By Jane Hamsher
Each time the Catfood Commission -- aka Obama's Budget Deficit Reduction Commission -- holds its secret meetings, Alex Lawson of Social Security Works has been outside with his camera, shooting video of the closed front door as FDL runs a live stream on our front page. The Washington Post wrote it up recently. As committee members go in and out of the room Alex asks them questions when he can and yesterday he had an exchange with Alan Simpson that was…well, extraordinary.
Simpson is apparently a graduate of the Bobby Etheridge school of charm. Alex Lawson was incredibly respectful and polite as the crankly Simpson berated, interrupted and cussed him. Simpson has been a long-time supporter of rolling back the New Deal, and when asked about cuts he would recommend to the President and Congress on CNBC, Simpson said “We are going to stick to the big three,” meaning Social Security, Medicare and Medicaid. His sentiments haven’t changed.

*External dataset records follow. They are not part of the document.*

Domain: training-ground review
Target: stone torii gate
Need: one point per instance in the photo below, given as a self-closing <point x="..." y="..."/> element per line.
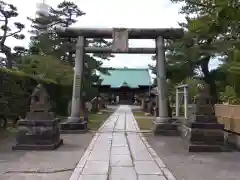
<point x="120" y="38"/>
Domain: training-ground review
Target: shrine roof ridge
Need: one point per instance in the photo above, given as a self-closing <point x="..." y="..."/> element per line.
<point x="133" y="33"/>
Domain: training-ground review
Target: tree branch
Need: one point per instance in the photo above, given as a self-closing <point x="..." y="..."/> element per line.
<point x="11" y="34"/>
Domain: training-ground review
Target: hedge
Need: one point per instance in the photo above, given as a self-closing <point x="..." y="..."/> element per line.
<point x="16" y="88"/>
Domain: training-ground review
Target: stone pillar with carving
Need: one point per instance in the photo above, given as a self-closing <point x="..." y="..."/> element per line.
<point x="75" y="122"/>
<point x="163" y="124"/>
<point x="40" y="129"/>
<point x="202" y="132"/>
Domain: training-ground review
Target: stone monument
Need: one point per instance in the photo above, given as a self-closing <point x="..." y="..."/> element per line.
<point x="202" y="131"/>
<point x="40" y="129"/>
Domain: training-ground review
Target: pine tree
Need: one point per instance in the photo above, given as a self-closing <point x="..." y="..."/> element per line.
<point x="7" y="12"/>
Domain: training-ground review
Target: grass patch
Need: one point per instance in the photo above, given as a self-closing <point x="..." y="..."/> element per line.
<point x="144" y="124"/>
<point x="96" y="120"/>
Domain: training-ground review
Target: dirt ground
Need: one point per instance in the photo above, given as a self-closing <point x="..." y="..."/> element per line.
<point x="43" y="165"/>
<point x="195" y="166"/>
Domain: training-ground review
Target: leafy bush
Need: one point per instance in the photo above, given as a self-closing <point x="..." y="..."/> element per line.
<point x="229" y="96"/>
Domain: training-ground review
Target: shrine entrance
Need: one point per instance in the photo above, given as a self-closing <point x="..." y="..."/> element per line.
<point x="120" y="38"/>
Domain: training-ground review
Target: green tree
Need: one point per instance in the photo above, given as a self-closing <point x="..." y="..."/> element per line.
<point x="45" y="43"/>
<point x="212" y="29"/>
<point x="7" y="13"/>
<point x="48" y="67"/>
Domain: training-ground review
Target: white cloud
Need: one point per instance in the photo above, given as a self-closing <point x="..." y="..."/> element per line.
<point x="113" y="13"/>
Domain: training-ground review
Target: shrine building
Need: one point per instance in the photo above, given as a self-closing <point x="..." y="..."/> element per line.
<point x="123" y="84"/>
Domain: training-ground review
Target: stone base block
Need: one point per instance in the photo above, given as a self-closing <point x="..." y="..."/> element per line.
<point x="167" y="129"/>
<point x="38" y="146"/>
<point x="74" y="127"/>
<point x="38" y="135"/>
<point x="203" y="137"/>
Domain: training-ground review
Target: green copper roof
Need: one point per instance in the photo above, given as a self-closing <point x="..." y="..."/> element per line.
<point x="126" y="77"/>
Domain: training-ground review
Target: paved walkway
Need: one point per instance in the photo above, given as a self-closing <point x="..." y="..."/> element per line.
<point x="119" y="152"/>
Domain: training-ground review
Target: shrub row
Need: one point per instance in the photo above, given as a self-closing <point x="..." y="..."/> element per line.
<point x="16" y="88"/>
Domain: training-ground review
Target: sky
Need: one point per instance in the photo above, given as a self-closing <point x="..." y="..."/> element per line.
<point x="113" y="13"/>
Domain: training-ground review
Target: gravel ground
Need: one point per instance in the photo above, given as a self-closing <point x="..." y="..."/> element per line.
<point x="43" y="165"/>
<point x="195" y="166"/>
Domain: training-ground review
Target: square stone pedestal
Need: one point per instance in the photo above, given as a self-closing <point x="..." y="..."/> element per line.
<point x="72" y="126"/>
<point x="38" y="135"/>
<point x="167" y="127"/>
<point x="204" y="137"/>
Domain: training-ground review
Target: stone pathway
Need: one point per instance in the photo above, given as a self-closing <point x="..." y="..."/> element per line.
<point x="119" y="152"/>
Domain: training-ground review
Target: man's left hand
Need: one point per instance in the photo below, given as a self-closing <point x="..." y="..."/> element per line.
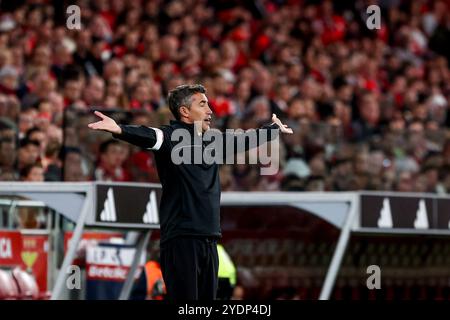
<point x="283" y="127"/>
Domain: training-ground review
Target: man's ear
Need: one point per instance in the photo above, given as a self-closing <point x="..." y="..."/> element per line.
<point x="184" y="111"/>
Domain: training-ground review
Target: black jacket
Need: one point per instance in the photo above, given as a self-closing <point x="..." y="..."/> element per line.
<point x="190" y="202"/>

CJR’s Trudy Lieberman recently ran down Simpson’s history of delicate statements on the subject of Social Security. He is equally decorous on camera with Alex, who clearly knows a great deal more about the subject than he does. Simpson starts from the premise that the Treasury will default on the bonds issued to the Social Security trust fund, because all the best people apparently know that it’s better to default on America’s senior citizens and plunge them into poverty than it is to default on, say, the Chinese.
Despite Simpson’s assertions, raising the retirement age to 70 IS a benefit cut. It would put an estimated 1.5 million senior citizens into poverty. After two years of watching billions of dollars in taxpayer money being paid out to Wall Street CEOs in lavish bonuses while the White House breaks every promise they’ve made to rein them in, that takes a fat load of nerve.
The commission is also looking into cutting Medicare benefits, because the deal guaranteeing no-bid Medicare contracts to the pharmaceutical industry by both Republicans and Democrats can’t possibly be abrogated. The committee claims it’s independent, but it’s not THAT independent. So, old people, too bad for you.
Erskine Bowles has returned to run the same play he ran during the Clinton administration, when he negotiated the secret deal between Bill Clinton and Newt Gingrich to cut Social Security benefits. Despite warnings from both John Boehner and John Conyers that the commission will report its recommendations to a lame duck Congress who could pass it before the end of the term. Both Harry Reid and Nancy Pelosi have promised to bring the commission’s proposalsup for votes.
In the absence of any transparency coming from the committee about what transpires in its secret meetings, Simpson’s comments to Alex are the best insight we have into what is being discussed there.